Speaking of which, on Accidental Verbosity I had fun with celebrity names for search traffic, but she frowned on it mildly and we both kind of wanted to see what we could generate as "real" hits on Blogblivion, so I never replicated it. Perhaps I'll do it here for giggles. Food and tech stuff can also be big search traffic generators, but not worth making a point.
I watch so little anything now, I might not have any celebrities come to mind readily. Feels almost like TV and reading were two last things I had to give up, becoming essentially bereft of any interests or entertainment, as well as things that matter more. I clung tenuously to blogging, but not by much. I almost gave up cooking recently, and on some level did, as a beloved hobby rather than an unexpectedly inescapable chore demeaned rather than appreciated.
Thinking about goals, as the counselor mentioned in this weeks session, my second, I've thought about all the things I've given up that were a part of me or made me happy, in addition to the "happiest when unrestrained busy with work that's rewarding/appreciated" element that came out of my spewing about my work (and to some degree college and housing) history. I told her I have trouble even thinking of goals anymore. That was at the end and we were over time, but it's as if I lost my dreams and the ability to have more.
Time for bed!
Thu May 07, 2009
What an Odd Quiz Idea
Your Butt Says You're Competitive
You are a powerful, assertive person. You are a go-getter in all aspects of your life.
You are genuine and humble. You believe that there's more to you (and other people) than just looks.
You are drawn toward close, one-on-one relationships. You crave a partner - romantic or otherwise.
You are quiet and a bit timid. You tend to undersell yourself to other people.
You are easygoing and ready for adventure. You have no problem making fun of yourself.
Tue May 05, 2009
They Don't Get More Accurate!
You Need Success to Be Happy
You are a responsible and serious person. You like to do things well.

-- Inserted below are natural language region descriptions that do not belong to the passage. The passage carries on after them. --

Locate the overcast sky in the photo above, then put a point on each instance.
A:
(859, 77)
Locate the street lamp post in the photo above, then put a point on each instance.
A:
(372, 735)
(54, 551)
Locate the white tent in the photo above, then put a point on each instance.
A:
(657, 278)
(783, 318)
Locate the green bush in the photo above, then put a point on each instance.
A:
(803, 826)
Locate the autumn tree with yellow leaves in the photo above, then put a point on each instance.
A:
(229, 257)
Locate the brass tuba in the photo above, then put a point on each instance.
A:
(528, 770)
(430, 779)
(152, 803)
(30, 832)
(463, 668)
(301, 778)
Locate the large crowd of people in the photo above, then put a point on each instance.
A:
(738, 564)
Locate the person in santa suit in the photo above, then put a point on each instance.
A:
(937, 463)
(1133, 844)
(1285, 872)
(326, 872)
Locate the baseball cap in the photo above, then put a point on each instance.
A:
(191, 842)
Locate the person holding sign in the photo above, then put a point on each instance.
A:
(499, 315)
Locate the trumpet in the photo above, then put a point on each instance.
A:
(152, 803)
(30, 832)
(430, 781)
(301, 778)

Reaching your goals is very important to you, and you don't like getting sidetracked.
You feel great when you are mastering new tasks and solving problems. You believe in hard work.
Nothing makes you feel worse than feeling like you are doing a bad job.

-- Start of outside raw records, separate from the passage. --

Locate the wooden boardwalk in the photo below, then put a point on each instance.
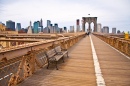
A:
(78, 69)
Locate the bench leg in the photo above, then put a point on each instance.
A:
(56, 65)
(63, 59)
(48, 65)
(67, 54)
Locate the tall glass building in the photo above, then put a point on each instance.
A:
(10, 25)
(57, 28)
(48, 23)
(18, 26)
(36, 27)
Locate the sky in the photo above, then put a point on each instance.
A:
(112, 13)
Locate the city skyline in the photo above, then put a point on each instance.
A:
(66, 12)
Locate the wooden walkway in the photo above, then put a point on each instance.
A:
(78, 69)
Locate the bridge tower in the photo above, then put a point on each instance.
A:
(89, 20)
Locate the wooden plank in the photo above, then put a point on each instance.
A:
(77, 70)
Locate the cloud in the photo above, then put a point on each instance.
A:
(62, 11)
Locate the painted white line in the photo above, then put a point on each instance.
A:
(10, 64)
(98, 73)
(116, 50)
(6, 76)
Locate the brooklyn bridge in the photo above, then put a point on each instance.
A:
(67, 59)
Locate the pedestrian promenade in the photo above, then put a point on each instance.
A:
(79, 69)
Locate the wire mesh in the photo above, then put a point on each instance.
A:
(6, 72)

Anything that runs counter to this tends to get me down like a gravity-fed snowball that hasn't plunged into a ravine and disintegrated yet.
Mon May 04, 2009
It's Been An Adventure...
Decision and Plans
I've reached a decision, for now, and that is to revive this blog under the original URL. It still has links and a ton of history. If I change to a domain, that can wait.
If I install the right old version of WordPress and use a script skillfully, I should be able to port the content and make it a WordPress blog. If I have to, I might make it Expression Engine, but I'd rather have WP than EE, and it looks easier, oddly, to port from pMachine to WP than from EE to WP.
In the meantime, I have to edit the files and make some changes, like the title saying I am at the second marital blog. Since the famous blogger marriage is no more, or presumably so, as the trajectory that way at her behest seems uninterrupted, I want emphasis on a personal blog, even if I do post updates there at times.
Easy enough, if a pain relative to not editing manually.
And the design? It has to go! Maybe an elephant or two for old time's sake, but otherwise, not so much. I'd change it even if it stayed pMachine.
I'll probably port the solojay.com content here. I may port other content here. Not sure. I'll probably let solojay.com die. It never developed a following and I never got into posting. The host it's on doesn't allow posts with w.bloggar or other remote publishing tools, which seriously damages its usefulness. It has no ads to mandate or encourage it remaining. I don't know how I will afford to renew the domain.
Otherwise next up? I need to do medical posts. I'd normally post on Blogblivion and may still, but I'll replicate and/or expand on it here. I missed my time in which I was going to crow about so much better, only to get dramatically worse. Oh right, I do have neck pain. The cervical spine herniated disc is not as surprising as I'd thought. Oops.